RIEGERSDORF


Die Gemeinde Riegersdorf im Gerichtsbezirk Tetschen bestand aus den Ortschaften Riegersdorf und Steinsdorf. Die Gesamtfläche der Gemeinde betrug 443 ha. Das Gemeindegebiet hat seinen tiefsten Punkt am Eulaubach bei etwa 260 m und steigt im Süden an den Hängen des Hegeberges bis gegen 500 m und im Norden mit dem Gipfel des Kahlen Berges bis 528 m an. Vom gesamten Gemeindegebiet entfielen etwa 70 % auf landwirtschaftliche Flächen und 24 % auf Forsten. Der ursprüngliche landwirtschaftliche Charakter der Ortschaft Riegersdorf wurde ab der zweiten Hälfte des 19. Jahrhunderts durch die Ansiedlung von Industriebetrieben stark verändert. 1939 gehörten nur noch 6 % der Bevölkerung dem Bereich Land- und Forstwirtschaft an, dafür waren 61 % im Wirtschaftsbereich Industrie und Handwerk sowie 13 % in Handel und Verkehr beschäftigt.  
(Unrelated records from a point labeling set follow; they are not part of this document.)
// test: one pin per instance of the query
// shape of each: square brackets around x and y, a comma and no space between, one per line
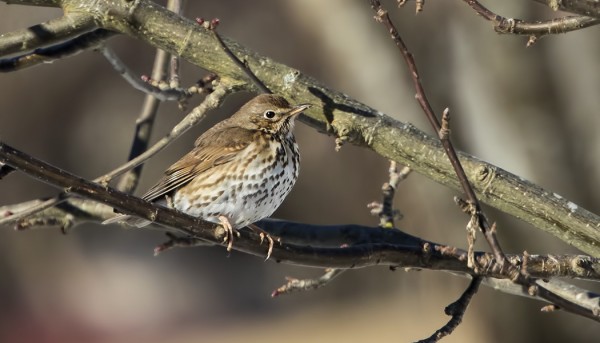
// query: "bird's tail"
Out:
[127,219]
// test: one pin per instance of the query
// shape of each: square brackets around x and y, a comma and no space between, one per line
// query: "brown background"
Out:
[532,111]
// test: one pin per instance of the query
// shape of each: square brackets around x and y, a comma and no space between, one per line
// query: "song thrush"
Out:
[239,171]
Kirchlich war Riegersdorf nach Eulau eingepfarrt und gehörte mit dieser Pfarrei von 1628 bis 1832 zur Pfarrei Königswald. Die Matriken für Riegersdorf sind wie alle Matriken von Eulau seit 1669 erhalten. Am sogenannten „Alten Weg” bestand eine uralte hölzerne Kapelle, die aber schon vor 1914 abgerissen wurde. In Steinsdorf gab es eine alte Ortsglocke, die an einer Holzgabel hing und früh, mittags und abends sowie bei Todesfällen geläutet wurde. Bereits 1481 soll Riegersdorf ein Grundbuch gehabt haben, was auf ein Erbgericht schließen lassen könnte, vermutlich handelt es sich dabei jedoch um Reste des ältesten Grundbuchs von Eulau, in welchem Riegersdorf in einem eigenen Abschnitt geführt wurde. Sicher hatte Riegersdorf viele Jahrhunderte zum Gericht in Eulau gehört und wurde auch bei Errichtung der politischen Gemeinden im Jahre 1849 der Gemeinde Eulau angegliedert. Schon 1850 wurde es eine eigene Katastralgemeinde (= eine in Österreich in einem Grundbuch zusammen gefasste Verwaltungseinheit bzw. Steuergemeinde) und 1856 eine eigene politische Gemeinde.  

Riegersdorf
Riegersdorf ist eine deutsche Waldhufenrodung aus dem 13. oder beginnenden 14. Jahrhundert. Wahrscheinlich erfolgte die Gründung vom Gut Eulau aus, denn nur so ist die enge Bindung des Ortes an Eulau erklärbar. Der Ortsname geht zweifellos auf einen deutschen Personennamen zurück, jedoch ist nicht ganz klar, ob der Träger dieses Namens Richard, Rutger, Rüdiger oder ähnlich hieß. Zur Zeit seiner Gründung gehörte Riegersdorf wahrscheinlich zum Bereich des Johanniterordens. 1348 war es Bestandteil des Gutes Eulau. Die älteste bekannte urkundliche Nennung erfolgte 1422 sowie 1455 in der Hoflehentafel als „Rygersdorff”. Der älteste bekannte Familienname ist Blumentritt von 1530. In der Steuerrolle von 1654 und im Theresianischen Kataster von 1713 wurde Riegersdorf nicht eigens aufgeführt, sondern war in Eulau eingeschlossen. Im Zinsregister von etwa 1650/1660 lauteten die Namen der Bauern Vogel, Kargel, Klement, Blumentritt, Fritsche, Hamann, Heidenreich, Hieke, Jäger, Laube, Petzelt, Pfützner und Schmidt. 1787 hatte Riegersdorf 53 Häuser und 1833 schon 64 Wohngebäude und 417 Einwohner.  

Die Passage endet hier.